It seems that some cultural differences are just too great to overcome. Bollywood films have huge audiences in India itself and among the Indian diaspora, but with the exception of pictures like “Slumdog Millionaire,” which use elements of the style to other purposes, they’ve proven incapable of crossing over to a larger western audience. This latest example is a particularly odd attempt to meld Bollywood with not only Hollywood but the telenovella, too. Shot by Anurag Basu in the American southwest, it mingles a florid cross-ethnic romance-with-music (though not Bollywood’s elaborate dance numbers) with a quasi-noir action-adventure, complete with car chases and lots of gunplay. The result is a bizarre mixture of east and west that will probably please neither of its two target audiences.
Plot-wise “Kites” is reminiscent of the 1990 Tony Scott-Kevin Costner bomb “Revenge,” though with plenty of added elements. Bollywood heartthrob Hrithik Roshan stars as J, a dance instructor and all-around hustler in Las Vegas who makes money on the side by “marrying” illegal immigrants so they can get green cards and stay in the country; his latest “wife” is the beautiful Natasha (Barbara Mori). But one of his students becomes fanatically interested in him—Gina (Kangana Ranaut), and she turns out to be the daughter of rich casino owner Bob (Kabir Bedi). When he finds out how flush Gina’s family is, he reconsiders his initial rebuff to the girl, and is soon embraced by Bob as a potential son-in-law, too.
Trouble enters J’s mercenary plans when Gina’s brutal brother Tony (Nick Brown) shows up with his fiancee—none other than Natasha, who’s marrying him for his money. Soon sparks are flying between the two gold-diggers, and they run off together, pursued by the maniacal Tony and his father’s goon squad (as well as incredibly pliant but thoroughly ineffectual police).
But this summary doesn’t do justice—if that’s the right word—to the complexity Basu (who also co-wrote the script) imposes on the picture. The story of the star-crossed lovers is told in a shuffle of flashbacks, starting with a sequence of a wounded J being discovered in the middle of the desert. It then shifts between the tale of how he got there and the narrative of his struggle to survive and get back to Natasha. In case you don’t get some important point, rest assured it will be repeated, often with a pop tune playing over a montage and sometimes in slow-motion. And to provide an action-oriented kick to things, Basu includes a whole series of elaborate chases (mostly with cars, but occasionally with trucks of various sizes, trains, motorcycles, and even hot-air balloons), and a succession of violent encounters, mostly pitting J against Tony but often involving others as well.

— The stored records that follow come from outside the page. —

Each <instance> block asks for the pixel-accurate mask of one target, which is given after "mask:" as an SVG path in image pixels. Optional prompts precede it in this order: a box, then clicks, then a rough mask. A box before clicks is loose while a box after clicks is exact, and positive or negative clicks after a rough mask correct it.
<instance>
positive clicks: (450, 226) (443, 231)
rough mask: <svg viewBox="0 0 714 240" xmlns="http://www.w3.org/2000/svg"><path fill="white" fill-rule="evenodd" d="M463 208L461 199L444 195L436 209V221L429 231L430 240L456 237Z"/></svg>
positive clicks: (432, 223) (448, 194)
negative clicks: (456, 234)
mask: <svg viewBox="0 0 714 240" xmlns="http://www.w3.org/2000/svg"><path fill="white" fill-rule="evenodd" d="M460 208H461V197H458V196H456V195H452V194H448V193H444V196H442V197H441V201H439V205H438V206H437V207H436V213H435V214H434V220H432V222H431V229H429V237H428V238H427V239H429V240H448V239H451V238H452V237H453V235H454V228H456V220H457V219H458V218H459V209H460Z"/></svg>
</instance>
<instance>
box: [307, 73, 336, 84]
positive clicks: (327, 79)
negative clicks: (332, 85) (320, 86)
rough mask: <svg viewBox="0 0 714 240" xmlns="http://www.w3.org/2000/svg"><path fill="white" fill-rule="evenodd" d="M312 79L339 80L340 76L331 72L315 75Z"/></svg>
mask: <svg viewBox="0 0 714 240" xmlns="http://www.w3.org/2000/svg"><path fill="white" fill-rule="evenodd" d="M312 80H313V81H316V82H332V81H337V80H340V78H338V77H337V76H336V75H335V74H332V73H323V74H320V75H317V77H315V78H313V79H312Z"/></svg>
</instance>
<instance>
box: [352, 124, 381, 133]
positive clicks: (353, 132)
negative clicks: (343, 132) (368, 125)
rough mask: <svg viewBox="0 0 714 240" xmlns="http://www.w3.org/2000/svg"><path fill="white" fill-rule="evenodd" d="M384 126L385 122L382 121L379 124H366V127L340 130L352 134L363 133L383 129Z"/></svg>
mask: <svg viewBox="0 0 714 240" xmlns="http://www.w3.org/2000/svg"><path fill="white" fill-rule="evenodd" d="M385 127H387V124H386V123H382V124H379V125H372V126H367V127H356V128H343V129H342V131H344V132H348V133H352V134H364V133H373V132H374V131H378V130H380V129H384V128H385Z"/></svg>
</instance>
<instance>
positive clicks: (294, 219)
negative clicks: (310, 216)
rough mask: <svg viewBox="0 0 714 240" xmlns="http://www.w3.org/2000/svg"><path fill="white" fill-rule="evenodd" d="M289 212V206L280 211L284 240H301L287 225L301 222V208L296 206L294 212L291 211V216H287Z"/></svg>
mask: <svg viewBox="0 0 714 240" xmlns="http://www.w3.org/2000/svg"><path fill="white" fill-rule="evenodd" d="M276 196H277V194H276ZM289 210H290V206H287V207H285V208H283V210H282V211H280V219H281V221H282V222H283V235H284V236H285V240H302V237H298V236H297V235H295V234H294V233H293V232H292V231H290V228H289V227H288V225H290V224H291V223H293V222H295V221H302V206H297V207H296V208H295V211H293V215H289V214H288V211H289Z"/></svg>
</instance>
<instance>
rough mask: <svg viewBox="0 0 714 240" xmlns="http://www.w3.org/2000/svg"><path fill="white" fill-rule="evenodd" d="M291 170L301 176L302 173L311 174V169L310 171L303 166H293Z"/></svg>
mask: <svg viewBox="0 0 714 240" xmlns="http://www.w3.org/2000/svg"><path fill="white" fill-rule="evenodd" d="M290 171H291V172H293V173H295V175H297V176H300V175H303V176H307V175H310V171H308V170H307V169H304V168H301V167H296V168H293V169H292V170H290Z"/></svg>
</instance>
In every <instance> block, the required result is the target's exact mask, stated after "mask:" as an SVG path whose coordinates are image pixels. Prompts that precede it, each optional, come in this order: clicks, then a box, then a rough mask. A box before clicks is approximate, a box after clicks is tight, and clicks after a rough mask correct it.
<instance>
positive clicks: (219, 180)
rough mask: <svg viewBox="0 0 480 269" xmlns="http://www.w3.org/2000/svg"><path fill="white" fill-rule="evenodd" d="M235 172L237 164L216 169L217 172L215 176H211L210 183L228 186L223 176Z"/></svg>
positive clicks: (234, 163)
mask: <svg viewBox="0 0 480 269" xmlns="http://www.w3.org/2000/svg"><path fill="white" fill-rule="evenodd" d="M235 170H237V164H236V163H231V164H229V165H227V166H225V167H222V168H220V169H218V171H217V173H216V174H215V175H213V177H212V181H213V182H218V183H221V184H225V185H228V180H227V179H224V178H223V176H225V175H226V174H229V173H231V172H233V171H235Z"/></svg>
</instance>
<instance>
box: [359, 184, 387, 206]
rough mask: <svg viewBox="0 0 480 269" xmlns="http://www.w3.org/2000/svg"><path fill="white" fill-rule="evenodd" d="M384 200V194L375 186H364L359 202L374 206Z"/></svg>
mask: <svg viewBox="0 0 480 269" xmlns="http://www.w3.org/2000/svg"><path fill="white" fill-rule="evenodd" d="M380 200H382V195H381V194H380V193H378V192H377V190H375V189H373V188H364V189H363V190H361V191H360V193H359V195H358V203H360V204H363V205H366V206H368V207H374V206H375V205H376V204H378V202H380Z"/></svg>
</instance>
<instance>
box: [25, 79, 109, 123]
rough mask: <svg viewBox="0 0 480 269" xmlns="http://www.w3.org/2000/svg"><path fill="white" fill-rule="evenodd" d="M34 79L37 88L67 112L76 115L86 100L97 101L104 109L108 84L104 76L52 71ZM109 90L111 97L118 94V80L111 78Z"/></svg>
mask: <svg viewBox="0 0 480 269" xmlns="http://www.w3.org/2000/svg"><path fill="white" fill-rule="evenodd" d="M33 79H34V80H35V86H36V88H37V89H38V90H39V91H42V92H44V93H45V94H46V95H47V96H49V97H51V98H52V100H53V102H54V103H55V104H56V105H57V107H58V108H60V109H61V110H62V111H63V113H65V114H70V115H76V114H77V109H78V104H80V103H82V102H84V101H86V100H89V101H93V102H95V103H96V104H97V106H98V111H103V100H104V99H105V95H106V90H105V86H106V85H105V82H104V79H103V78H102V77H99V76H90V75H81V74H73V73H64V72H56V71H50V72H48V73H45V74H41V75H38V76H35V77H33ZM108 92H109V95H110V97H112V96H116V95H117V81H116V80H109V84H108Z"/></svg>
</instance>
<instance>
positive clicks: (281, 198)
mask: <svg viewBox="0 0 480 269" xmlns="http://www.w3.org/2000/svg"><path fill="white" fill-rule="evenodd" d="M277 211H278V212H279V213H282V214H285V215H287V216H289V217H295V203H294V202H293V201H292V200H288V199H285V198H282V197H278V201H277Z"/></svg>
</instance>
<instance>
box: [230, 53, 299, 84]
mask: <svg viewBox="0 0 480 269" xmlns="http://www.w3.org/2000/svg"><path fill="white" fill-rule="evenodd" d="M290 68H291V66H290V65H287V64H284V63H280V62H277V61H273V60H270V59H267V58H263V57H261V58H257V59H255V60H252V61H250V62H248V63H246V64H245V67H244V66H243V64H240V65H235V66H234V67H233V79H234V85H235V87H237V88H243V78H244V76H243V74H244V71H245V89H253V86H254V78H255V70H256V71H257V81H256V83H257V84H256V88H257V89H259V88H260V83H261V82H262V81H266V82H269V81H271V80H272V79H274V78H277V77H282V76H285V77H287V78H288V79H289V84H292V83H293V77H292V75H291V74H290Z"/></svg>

And it’s all presented in visually extravagant and emotionally operatic style. That’s typical of the hyperbolic Bollywood approach, which in many respects mimics the attitude of silent movies from a century ago rather than contemporary western cinematic practice. Audiences not habituated to it are likely to find “Kites” a weird fusion of romantic excess, overwrought violence and crudely-staged action, all played to the rafters, filmed in garish colors and accompanied by a bombastic background score. (The “tragic” ending goes so completely off the rails that it’s positively risible.) The movie does, to be sure, showcase two photogenic stars in Roshan and Mori, but neither emerges very positively, not only because their physical attractiveness doesn’t entirely compensate for the greedy, grasping characters they’re playing, but because they overemote so strenuously. Still, the supporting cast go even further overboard, with the first prize for scenery-chewing undoubtedly going to Brown, who offers a combination of sleaziness and overripe menace that must be seen to be disbelieved.
The present review, incidentally, is based on the two-hour plus original version of the movie, with dialogue spoken in a melange of English, Spanish and Hindi. Next week “Kites” will be released wide in a shorter, and dubbed, “American” cut overseen by Brett Ratner. I haven’t seen it, but one doubts whether the transformation will attract much of a stateside audience. Even the best tailor would have trouble turning a kurta into a suit coat.